In [None]:
!pip install pyspark==3.4.2

In [1]:
from pyspark.context import SparkContext, SparkConf
from pyspark.sql import SparkSession

In [None]:
import findspark
findspark.init()

In [None]:
!pip install grpcio-status

In [2]:
spark = SparkSession.builder.appName("Images").master("spark://spark-master:7077").getOrCreate()

In [None]:
spark

In [None]:
config = SparkConf().set("spark.shuffle.service.enabled", "false").set("spark.dynamicAllocation.enabled", "false")

In [None]:
sc = SparkContext(config)

In [None]:
sc

In [None]:
import pandas as pd
import numpy as np
from PIL import Image
from io import BytesIO
import re
# import tensorflow as tf
import cv2

I will use the functionality of Image Datasource of spark to collect and process images in bytes, and then start processing the images for the neural network

In [None]:
images_folders = ['hdfs://jose-virtualbox:9000/CA1/Ireland/','hdfs://jose-virtualbox:9000/CA1/Honduran/']

In [None]:
images_rdd = spark.sparkContext.binaryFiles(','.join(images_folders))

In [None]:
images_rdd

In [None]:
def extract_data(data):
    file_path, image_data = data
#     image = Image.open(BytesIO(image_data))
#     image_array = np.array(image)
    
    file_name = file_path.split('/')[-1]
    file_name_without_ext = file_name.split(".")[0]
    label,name = file_name_without_ext.split('_')[0], file_name_without_ext.split('_')[1]
    
    return name, label, image_data

In [None]:
imageDf = images_rdd.map(lambda x: extract_data(x)).toDF(["Name","Label","Data"])

In [None]:
imageDf.show()

In [None]:
pandasImagesDF = imageDf.toPandas()

In [None]:
def createNpArrayFromBytes(data):
    imgbytes = BytesIO(data)
    image = Image.open(imgbytes)
    array = np.asarray(image)
    return array

In [None]:
pandasImagesDF["Data"] = pandasImagesDF["Data"].apply(lambda x: createNpArrayFromBytes(x))

In [None]:
pandasImagesDF

Saving dataframe in a CSV, to not process the images each time I start the proyect

In [None]:
pandasImagesDF.to_csv("./Dataset/images.csv", index=False)

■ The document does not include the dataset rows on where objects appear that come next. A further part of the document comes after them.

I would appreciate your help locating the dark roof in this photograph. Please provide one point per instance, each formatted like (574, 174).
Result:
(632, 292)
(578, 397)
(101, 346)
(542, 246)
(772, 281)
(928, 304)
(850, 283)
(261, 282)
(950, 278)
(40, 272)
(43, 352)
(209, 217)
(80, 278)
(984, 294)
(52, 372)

Read CSV saved in the project, to save time

In [None]:
pandasImagesDF = pd.read_csv("./Dataset/images.csv")

In [None]:
pandasImagesDF = pandasImagesDF.sort_values(by=["Name"])

In [None]:
pandasImagesDF.info()

In [None]:
def convert_string_to_np(string_repr):
    # Extract hexadecimal values from the string representation
    hex_values = re.findall(r'\\x([0-9a-fA-F]{2})', string_repr)
    # Convert hexadecimal values to bytes
    byte_data = bytes.fromhex(''.join(hex_values))
    # Convert bytes to NumPy array
    np_array = np.frombuffer(byte_data, dtype=np.uint8)
    return np_array

In [None]:
pandasImagesDF["Data"] = pandasImagesDF["Data"].apply(convert_string_to_np)

In [None]:
pandasImagesDF["Data"] = pandasImagesDF["Data"].split("\n").

In [None]:
pandasImagesDF

In [None]:
pandasImagesDF["Data"] = [float(str(i).replace(",", "")) for i in pandasImagesDF["Data"]]

In [None]:
import matplotlib.pyplot as plt
import matplotlib.image as mpimg
import io

In [None]:
np.array(pandasImagesDF["Data"][9]).astype("float32")

In [None]:
# Determine the dimensions of the image
width =  225
height =  255

# Convert the byte array to a numpy array of uint8 data type
image_data = np.array(pandasImagesDF["Data"][0], dtype=np.float32)

# Reshape the array to match the dimensions of the image
image_data = image_data.reshape((height, width))

# Create an image from the byte array
image = Image.fromarray(image_data)

# Display the image
image.show()

In [None]:
array

In [None]:
IMG_SIZE = 200

In [None]:
image_array = pandasImagesDF["Data"]

In [None]:
image_array[0]

In [None]:
from skimage.transform import resize

In [None]:
new_array = image_array.map(lambda x: resize(x, (IMG_SIZE, IMG_SIZE)))

In [None]:
new_array

In [None]:
from matplotlib import pyplot as plt
plt.imshow(image_array[0], interpolation='nearest')
plt.show()

In [None]:
new_array = cv2.resize(image_array,(IMG_SIZE,IMG_SIZE) )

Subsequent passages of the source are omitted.